Katlyn: What do you do then? Have you ever had to go into walls?
Tim: From time to time, we’ve been able to find mice, maybe on a suspended ceiling or you’ll find a dead one under the refrigerator. As a rule, we generally don’t recommend digging into the wall to find these dead mice, because they might be just about anywhere, and the smell is coming out of a light socket or some moldings. t may be difficult to locate the mouse without doing substantial damage to the structure in your search for it.
Dangers of Having Mice in Your Home
Katlyn: Good tip. I’m sure you’ve run into people who don’t think mice are a problem, who are perfectly OK with living with mice. What is the danger of having mice in your house?

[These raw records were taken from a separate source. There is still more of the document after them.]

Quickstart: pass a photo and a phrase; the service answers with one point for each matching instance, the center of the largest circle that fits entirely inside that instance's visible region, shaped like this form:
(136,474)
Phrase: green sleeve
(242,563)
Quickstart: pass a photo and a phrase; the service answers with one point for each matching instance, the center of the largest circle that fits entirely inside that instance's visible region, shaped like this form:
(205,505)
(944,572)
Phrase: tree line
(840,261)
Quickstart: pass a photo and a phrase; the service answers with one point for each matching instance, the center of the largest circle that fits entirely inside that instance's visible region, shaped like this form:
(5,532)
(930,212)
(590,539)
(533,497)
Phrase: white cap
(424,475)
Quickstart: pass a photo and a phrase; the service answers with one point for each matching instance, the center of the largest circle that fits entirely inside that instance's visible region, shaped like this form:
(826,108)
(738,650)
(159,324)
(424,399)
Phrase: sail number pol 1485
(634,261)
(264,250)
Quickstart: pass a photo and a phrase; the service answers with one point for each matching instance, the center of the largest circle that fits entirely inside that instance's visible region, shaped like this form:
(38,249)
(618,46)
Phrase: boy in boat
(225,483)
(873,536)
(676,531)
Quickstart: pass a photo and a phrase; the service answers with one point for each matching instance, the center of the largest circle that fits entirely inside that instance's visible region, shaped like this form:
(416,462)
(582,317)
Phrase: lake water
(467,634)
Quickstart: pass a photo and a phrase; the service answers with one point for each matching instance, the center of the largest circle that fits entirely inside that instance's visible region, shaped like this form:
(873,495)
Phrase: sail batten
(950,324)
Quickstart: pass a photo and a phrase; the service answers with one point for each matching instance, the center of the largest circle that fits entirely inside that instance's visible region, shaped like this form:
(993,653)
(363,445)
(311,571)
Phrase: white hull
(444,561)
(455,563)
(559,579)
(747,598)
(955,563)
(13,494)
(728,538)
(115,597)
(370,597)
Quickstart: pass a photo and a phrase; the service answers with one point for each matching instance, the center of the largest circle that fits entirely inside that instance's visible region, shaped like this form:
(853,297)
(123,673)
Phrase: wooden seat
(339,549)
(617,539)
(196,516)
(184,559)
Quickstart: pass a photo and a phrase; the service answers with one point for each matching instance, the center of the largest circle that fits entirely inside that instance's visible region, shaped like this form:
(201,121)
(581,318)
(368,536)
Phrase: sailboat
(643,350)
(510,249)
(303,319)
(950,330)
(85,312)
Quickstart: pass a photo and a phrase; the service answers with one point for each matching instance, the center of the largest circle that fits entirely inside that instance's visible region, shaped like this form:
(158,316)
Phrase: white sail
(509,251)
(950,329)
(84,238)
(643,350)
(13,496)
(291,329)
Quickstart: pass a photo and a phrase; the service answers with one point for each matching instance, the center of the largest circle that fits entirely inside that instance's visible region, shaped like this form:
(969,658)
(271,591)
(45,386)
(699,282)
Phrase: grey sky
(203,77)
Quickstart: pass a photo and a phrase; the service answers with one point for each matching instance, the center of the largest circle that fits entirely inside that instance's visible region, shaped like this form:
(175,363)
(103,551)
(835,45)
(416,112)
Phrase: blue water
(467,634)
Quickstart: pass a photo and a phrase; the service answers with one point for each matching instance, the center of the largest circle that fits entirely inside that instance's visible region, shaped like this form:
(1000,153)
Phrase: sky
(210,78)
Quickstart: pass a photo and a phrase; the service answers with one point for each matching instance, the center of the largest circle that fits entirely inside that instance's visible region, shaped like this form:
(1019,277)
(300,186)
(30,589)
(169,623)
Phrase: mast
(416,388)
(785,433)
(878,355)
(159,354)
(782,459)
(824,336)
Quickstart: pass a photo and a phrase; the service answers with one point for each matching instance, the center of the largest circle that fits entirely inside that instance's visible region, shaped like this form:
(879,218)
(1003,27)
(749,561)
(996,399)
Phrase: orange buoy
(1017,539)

Tim: First and foremost, mice carry a lot of diseases. Fleas, tics, tapeworm, there’s a number of things that can be spread through the urine and droppings, the hantavirus being one. As mice move throughout the structure, they’re defecating and leaving their little fecal pellets all over the place.
Mice urinate frequently and with no control, so wherever he’s walking, he’s urinating. They’re also walking in unkempt areas of the structure, so they could be picking up other bacteria and diseases and carrying that on their body wherever they move.
Another issue with mice is actual physical damage, things like gnawing on water pipes, cables, electrical equipment, things like washing machine controllers, air conditioning, irrigation controllers. All of those things sort of resemble little vines and things that the mice would naturally chew. They always chew these things and they can cause extensive damage and even unknown origin house fires, so it is a serious issue to have mice in the house.
Katlyn: Definitely. Now, are mouse traps an old‑fashioned tactic that nobody uses anymore?
Tim: Mouse traps can be a very important part of a control process. Typically, they’re a little bit more work to use, because once the mouse is on it, he’s got to be removed from the trap. Some folks don’t prefer mousetraps, because they’ll actually see the dead animal.
But any kind of trapping can be used in a control management process for mice. We sometimes use that, in the case of high population, when we want to just get as many as possible right away. That can be a valuable part of a management program for mice.
Katlyn: Great. A management program for mice. You need one. Well, thank you, Tim, so much for joining us today. Tim Chace, pest control technician with Colonial Pest. Thank you so much for coming in, Tim.
Tim: You’re welcome. it’s been a pleasure.